I have an apology to make.
I’ll hold my hands up – my pre-season predictions were hopeless. I had Middlesex or Warwickshire to win the championship with Surrey in the top 3 and Yorkshire, Durham and Derbyshire to be struggling at the bottom.
My reasoning was that Durham were a team in transition, having lost some of their experienced players (Blackwell, Plunkett, Di Venuto) and with a change of captaincy at the back end of last season, I assumed that the pressure to perform would be too much for some of the youngsters who would be required to play regularly given the financial pressures at the Emirates ICG. I was spectacularly wrong.
As I write this, Durham are 30.5 points clear at the top of the table having bowled out Nottinghamshire for just 78 this morning and are edging towards a healthy first innings lead thanks to a hundred partnership between Paul Collingwood and Phil Mustard.
With the weather buggering up the other matches, it looks like Durham could well be County Champions by the end of the week.

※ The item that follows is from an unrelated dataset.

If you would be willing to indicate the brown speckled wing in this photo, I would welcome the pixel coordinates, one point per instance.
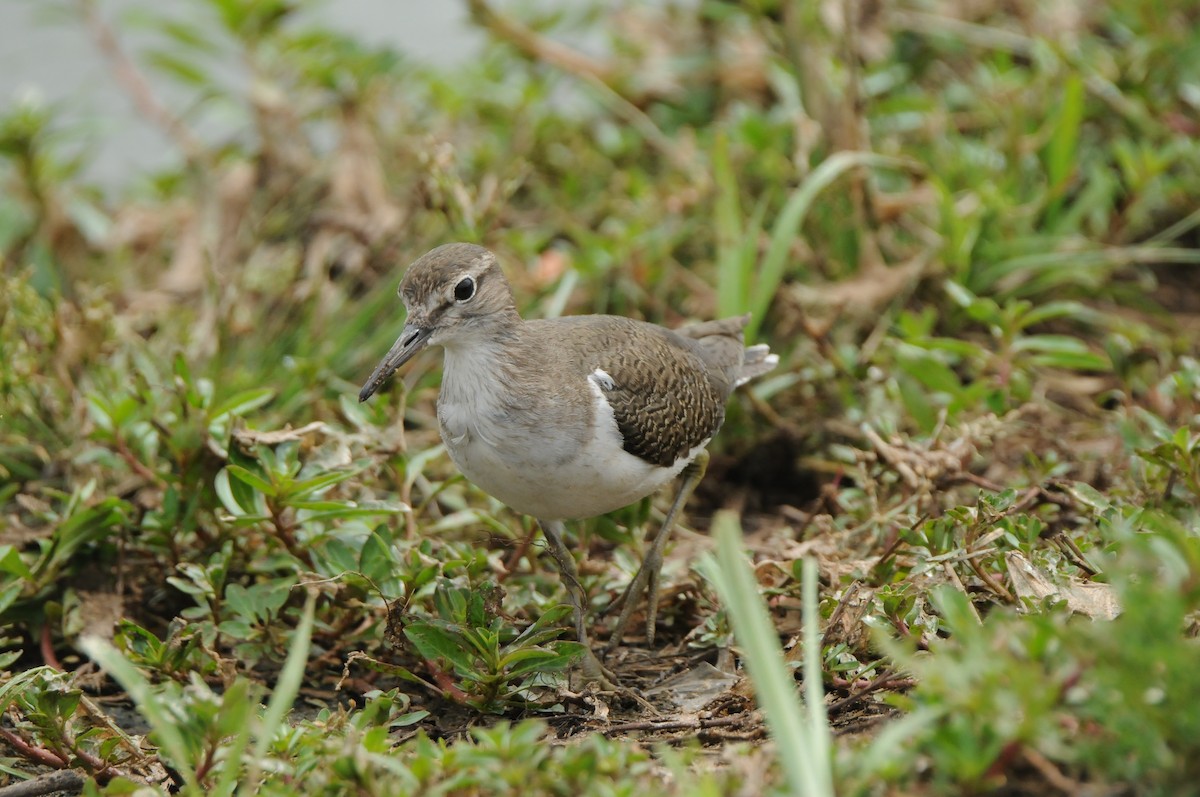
(666, 391)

Durham’s season has been remarkable. Starting the season on minus 2.5 points due to a salary cap infringement and a team in transition, with a catalogue of injuries, then shaken to the core by Geoff Cook’s heart attack, it would have been perfectly understandable if this season was not successful and was needed as a rebuilding year.
I, perhaps, shouldn’t have been so quick to judge. The change of captaincy at the back end of the 2012 season saw them win 4 championship matches on the bounce to end the season comfortably safe. The Collingwood factor is huge – a hugely experienced cricketer and captain – he has galvanised this Durham team and had led them with a blend of tactical nous, fearless risk taking and vision for the future. He’s used and leaned on the experienced players in the team for support and developed the youngsters.

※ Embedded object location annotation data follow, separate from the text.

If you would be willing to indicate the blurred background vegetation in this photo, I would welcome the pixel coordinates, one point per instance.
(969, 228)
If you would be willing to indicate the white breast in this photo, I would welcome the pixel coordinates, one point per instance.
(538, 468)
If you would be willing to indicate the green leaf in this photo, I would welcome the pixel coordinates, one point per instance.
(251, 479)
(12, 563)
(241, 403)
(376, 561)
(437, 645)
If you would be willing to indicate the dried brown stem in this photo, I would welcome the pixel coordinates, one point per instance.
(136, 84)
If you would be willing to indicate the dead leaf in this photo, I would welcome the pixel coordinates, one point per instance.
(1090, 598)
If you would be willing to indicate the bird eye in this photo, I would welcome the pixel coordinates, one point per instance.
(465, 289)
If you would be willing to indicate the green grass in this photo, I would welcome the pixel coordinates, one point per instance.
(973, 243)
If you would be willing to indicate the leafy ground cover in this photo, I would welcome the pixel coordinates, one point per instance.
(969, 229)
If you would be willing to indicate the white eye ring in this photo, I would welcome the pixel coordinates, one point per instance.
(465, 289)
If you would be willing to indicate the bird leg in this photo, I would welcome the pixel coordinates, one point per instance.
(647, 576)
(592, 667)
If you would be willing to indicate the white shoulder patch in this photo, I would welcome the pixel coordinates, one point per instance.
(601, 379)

The shock of Geoff Cook’s heartattack could have derailed their season – it did quite the opposite. Such is the close family feel of Durham CCC that all the players and staff felt it all the more important to pull together and perform – for Geoff. In times of difficulty, a close squad like Durham’s will pull together and get strength and support from each other. This has shone through, you can see it emenate from every pore of the Durham team - they are all playing for each other and all enjoying each other’s success.
At the beginning of the season, I was the Oval to watch young Ryan Buckley take a 5 fer on debut and then wondered round to the players area after play – they couldn’t have been more pleased for their young colleague. I should have known then that this was a team who have that thing you can’t really coach – team spirit.
The story of their success this season is remarkable and heartwarming. Under tough financial circumstances, they have been forced to play a homegrown side with no overseas player. They have had their share of injury nightmares and, like many other counties, had players called up on International duty at the most inopportune of moments. They have taken all this in their stride.
They have, on the other hand, benefitted from Graham Onions bad luck – despite being in England’s squad for most of the summer Onions has not played for England and has, in most cases, been released back to his county after not making the final XI. He remains, a spectacularly valuable bowler – particularly in the right conditions (which they often are at the Riverside) - at time of writing he has taken 63 wickets at a, quite frankly, ridiculous average of just 17.73 and surely a contender for County player of the year at this year’s PCA awards.
Ben Stokes, is a prime example of a player stepping up to the plate. He’s been talked about for a little while now as a player with enormous and exciting potential but had a difficult winter being sent home from the Lions tour – it could have gone one of two ways for Stokes but to his complete credit, he’s knuckled down for both county and then country (picking up 5 wickets for England in the final ODI of the series).
Collingwood’s captaincy has been vital, not just because he is from the aggressive school of captaincy, but for his off-field skills. I think we should remember that this is the man who led England to their only ever world trophy.
It was Durham’s incredible victory over Nottinghamshire way back at the beginning of May that made me begin to realise my pre-season prediction was, perhaps, going to turn out to make me look like a pillock (as it has). After a sleepless night interrupted by fire alarms going off in their hotel, they were struggling to take the final 5 Nottinghamshire wickets they needed to on the final day but once they had they were faced with a chase of 183 in 23 overs for victory. Plenty of teams would have batted it out, content to take the 3 points for the draw. Not Collingwood and not this Durham team – they chased them down with 16 balls to spare – not ever deciding that they weren’t going to go for them.
That fearless attitude combined with players like Chris Rushworth (currently with 51 wickets at 20.68) and Scott Borthwick who has emerged in a new role batting at number 3 (at time of writing has scored 985 runs at 42.82 and taken 37 wickets) have put them in the situation they are today - with one hand on the trophy and moving towards their 3rd title in 6 years.
So to all at Durham – I doff my cap to you and sorry for doubting you.